La dimension psychologique sera effectivement essentielle pour faire basculer le résultat. Les grandes assurances données des deux côtés en témoignent. Chez les Lyonnais, on soigne cet aspect en cultivant le sentiment d'être mal aimés, à l'instar du président. L'absence de toute récompense aux Oscars de Canal+ a été l'occasion de raviver ce thème et de resserrer les rangs autour de Santini, autre grand incompris. Par contre, on doutera de la pertinence à évoquer dans cette période décisive les démarches du club pour remplacer son entraîneur, la satisfaction d'avoir décroché la Ligue des champions ou les objectifs commerciaux pour la saison prochaine…

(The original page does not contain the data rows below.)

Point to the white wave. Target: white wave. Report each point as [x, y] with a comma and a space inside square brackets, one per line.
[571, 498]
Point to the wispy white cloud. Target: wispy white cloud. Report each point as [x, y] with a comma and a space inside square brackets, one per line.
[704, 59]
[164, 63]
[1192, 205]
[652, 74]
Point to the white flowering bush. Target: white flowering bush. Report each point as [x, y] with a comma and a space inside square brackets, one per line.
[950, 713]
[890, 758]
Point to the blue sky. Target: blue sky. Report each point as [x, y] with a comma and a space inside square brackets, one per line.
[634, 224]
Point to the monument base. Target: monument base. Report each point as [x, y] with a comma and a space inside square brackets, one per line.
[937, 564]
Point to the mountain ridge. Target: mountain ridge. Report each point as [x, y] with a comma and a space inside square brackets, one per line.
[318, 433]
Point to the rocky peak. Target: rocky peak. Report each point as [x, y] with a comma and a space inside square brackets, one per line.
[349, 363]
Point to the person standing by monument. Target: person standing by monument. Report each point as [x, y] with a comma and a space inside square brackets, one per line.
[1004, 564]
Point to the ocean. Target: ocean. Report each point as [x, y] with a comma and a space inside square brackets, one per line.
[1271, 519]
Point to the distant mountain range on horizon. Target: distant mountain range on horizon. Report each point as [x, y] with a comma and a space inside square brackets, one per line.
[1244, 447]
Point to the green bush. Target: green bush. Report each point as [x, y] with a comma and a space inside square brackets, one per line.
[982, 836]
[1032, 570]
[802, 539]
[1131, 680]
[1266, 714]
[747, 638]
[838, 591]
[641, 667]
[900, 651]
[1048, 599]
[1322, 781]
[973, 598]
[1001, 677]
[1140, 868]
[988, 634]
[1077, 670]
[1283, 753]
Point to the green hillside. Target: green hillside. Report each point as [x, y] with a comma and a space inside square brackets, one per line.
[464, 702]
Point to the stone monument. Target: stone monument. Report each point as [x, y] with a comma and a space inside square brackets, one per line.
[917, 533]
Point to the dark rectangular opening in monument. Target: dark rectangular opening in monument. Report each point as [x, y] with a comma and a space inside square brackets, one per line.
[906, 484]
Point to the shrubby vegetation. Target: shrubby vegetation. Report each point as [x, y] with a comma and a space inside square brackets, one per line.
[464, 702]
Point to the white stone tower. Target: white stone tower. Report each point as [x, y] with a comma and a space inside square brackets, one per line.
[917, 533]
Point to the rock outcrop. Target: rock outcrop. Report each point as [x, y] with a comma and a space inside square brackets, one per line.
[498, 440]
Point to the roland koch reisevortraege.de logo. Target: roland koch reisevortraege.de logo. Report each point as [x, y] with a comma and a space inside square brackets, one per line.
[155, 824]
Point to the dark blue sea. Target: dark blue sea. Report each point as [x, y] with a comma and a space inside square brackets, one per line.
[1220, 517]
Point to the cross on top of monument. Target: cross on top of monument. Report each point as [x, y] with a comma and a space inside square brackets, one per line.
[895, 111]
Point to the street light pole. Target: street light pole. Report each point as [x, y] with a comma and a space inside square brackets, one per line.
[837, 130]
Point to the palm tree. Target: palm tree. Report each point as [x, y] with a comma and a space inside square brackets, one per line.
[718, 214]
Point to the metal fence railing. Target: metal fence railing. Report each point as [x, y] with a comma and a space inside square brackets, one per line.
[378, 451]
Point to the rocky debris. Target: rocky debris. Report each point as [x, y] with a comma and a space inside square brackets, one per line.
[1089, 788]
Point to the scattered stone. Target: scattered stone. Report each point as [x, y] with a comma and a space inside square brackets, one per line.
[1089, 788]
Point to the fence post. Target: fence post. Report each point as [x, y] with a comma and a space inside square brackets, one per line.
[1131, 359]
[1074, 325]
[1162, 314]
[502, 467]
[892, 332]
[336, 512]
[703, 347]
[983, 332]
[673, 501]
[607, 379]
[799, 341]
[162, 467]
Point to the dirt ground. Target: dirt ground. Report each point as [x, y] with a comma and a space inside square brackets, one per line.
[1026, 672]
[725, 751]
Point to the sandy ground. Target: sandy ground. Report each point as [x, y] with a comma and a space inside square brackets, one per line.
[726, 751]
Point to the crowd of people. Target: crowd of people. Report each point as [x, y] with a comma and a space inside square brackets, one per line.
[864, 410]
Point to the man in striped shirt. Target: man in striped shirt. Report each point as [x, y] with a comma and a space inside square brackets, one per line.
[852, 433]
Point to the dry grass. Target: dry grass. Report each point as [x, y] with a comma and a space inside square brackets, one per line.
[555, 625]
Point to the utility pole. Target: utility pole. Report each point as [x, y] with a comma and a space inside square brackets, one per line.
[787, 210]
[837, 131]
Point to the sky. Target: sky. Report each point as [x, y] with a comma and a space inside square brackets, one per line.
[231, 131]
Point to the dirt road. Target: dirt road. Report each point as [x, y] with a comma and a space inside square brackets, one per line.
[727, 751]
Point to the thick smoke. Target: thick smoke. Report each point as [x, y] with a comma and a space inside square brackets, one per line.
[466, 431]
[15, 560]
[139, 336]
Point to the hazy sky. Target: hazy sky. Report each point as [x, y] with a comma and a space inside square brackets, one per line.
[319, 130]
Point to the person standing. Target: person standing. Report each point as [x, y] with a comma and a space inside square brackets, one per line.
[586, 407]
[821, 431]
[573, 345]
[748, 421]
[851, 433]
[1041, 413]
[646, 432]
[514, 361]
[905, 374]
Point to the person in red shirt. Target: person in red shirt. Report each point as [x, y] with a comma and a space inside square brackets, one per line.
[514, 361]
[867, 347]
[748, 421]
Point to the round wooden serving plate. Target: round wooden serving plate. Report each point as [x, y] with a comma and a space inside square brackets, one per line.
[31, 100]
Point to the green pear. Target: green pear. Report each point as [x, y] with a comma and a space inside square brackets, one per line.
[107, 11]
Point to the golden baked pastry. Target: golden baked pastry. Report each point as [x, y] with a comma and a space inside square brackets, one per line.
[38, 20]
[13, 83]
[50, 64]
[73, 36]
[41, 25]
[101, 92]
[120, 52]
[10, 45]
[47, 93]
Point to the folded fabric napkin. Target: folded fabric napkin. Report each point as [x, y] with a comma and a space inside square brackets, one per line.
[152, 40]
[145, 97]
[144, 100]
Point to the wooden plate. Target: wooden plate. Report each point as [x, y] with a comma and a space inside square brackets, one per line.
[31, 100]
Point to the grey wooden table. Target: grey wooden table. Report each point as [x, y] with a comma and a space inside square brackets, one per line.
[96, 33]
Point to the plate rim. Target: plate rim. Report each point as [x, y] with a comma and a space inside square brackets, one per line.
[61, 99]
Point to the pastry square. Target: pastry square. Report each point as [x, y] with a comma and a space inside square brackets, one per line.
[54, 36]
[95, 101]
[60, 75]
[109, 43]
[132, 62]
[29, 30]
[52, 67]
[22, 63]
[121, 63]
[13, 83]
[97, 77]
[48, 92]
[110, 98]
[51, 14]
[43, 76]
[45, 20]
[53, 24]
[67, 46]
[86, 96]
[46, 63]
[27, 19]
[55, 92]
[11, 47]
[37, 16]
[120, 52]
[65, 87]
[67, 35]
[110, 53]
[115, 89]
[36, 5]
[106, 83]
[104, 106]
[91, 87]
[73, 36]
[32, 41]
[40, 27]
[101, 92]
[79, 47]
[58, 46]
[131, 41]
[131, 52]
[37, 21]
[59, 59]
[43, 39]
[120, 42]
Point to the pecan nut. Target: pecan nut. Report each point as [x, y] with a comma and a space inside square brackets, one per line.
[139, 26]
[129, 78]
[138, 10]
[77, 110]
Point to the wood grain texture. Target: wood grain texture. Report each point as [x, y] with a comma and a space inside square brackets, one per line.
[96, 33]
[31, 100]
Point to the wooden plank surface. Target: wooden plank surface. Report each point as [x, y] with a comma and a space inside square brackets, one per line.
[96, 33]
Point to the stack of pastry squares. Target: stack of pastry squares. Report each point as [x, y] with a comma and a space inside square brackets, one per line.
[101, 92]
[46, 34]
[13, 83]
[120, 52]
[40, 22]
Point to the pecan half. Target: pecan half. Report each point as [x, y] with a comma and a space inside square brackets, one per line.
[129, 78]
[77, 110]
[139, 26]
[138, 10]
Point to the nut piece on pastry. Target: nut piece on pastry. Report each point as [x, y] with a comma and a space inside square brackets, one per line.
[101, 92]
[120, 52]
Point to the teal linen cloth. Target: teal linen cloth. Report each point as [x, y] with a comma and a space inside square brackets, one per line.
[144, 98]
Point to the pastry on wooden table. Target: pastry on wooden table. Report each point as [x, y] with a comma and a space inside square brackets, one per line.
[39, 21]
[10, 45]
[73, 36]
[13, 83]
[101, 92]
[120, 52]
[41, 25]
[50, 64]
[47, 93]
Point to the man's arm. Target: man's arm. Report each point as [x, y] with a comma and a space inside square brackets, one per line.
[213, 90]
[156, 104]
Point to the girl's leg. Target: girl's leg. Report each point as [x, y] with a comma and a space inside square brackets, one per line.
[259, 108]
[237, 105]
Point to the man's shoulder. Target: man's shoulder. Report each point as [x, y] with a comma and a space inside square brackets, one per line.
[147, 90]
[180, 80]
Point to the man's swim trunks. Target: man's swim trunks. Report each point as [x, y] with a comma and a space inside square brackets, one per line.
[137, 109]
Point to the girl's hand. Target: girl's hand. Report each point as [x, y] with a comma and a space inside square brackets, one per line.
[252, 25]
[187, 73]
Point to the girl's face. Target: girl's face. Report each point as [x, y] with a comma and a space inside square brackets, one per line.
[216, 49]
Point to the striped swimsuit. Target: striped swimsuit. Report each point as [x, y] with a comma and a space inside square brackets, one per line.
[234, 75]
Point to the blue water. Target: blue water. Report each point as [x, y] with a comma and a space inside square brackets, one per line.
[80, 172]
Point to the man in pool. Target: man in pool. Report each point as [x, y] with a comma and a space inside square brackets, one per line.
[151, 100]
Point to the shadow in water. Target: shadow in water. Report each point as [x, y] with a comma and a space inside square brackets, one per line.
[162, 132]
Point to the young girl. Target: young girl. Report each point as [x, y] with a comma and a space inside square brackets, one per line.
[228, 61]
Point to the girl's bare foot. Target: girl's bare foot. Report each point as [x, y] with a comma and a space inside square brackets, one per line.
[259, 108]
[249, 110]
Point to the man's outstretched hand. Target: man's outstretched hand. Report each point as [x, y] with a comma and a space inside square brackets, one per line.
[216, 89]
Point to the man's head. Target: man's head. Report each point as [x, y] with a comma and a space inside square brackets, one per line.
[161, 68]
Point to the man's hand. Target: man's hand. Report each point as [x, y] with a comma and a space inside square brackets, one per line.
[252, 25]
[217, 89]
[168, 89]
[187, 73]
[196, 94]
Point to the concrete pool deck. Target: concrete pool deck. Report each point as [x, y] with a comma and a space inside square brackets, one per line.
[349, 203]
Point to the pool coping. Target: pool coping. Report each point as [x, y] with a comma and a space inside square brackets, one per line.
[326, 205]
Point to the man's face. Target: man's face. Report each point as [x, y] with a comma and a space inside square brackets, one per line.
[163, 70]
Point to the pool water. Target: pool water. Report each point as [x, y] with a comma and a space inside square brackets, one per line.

Joël Muller, lui, dédramatise et assure qu'il a depuis longtemps persuadé son groupe qu'il peut faire une performance à Lyon. Guillaume Warmuz montre sa décontraction devant les micros. Quant à Diouf, il exhortait déjà ses camarades à la fin du match contre Guingamp. La préparation des Nordistes suivra son programme habituel, alors qu'à l'inverse les Rhodaniens recherchent une montée en intensité, s'entraînant à huis clos et partant dès aujourd'hui en Beaujolais pour une mise au vert de longue durée.
Sur le plan des hommes, cette finale prend d'abord le tour d'un affrontement entre les deux meilleures attaques (et de très loin) du pays, même si c'est résumer un peu sommairement sa dimension tactique. L'OL compte en effet avec Govou et Anderson des joueurs d'exception capables de faire basculer les gros matches, de préférence sur des actions somptueuses. Le Racing fondera ses espoirs de tuer ceux des Lyonnais sur Diouf, et sur ses soutiens de choix, Pedron, Moreira, Sibierski ou Coridon.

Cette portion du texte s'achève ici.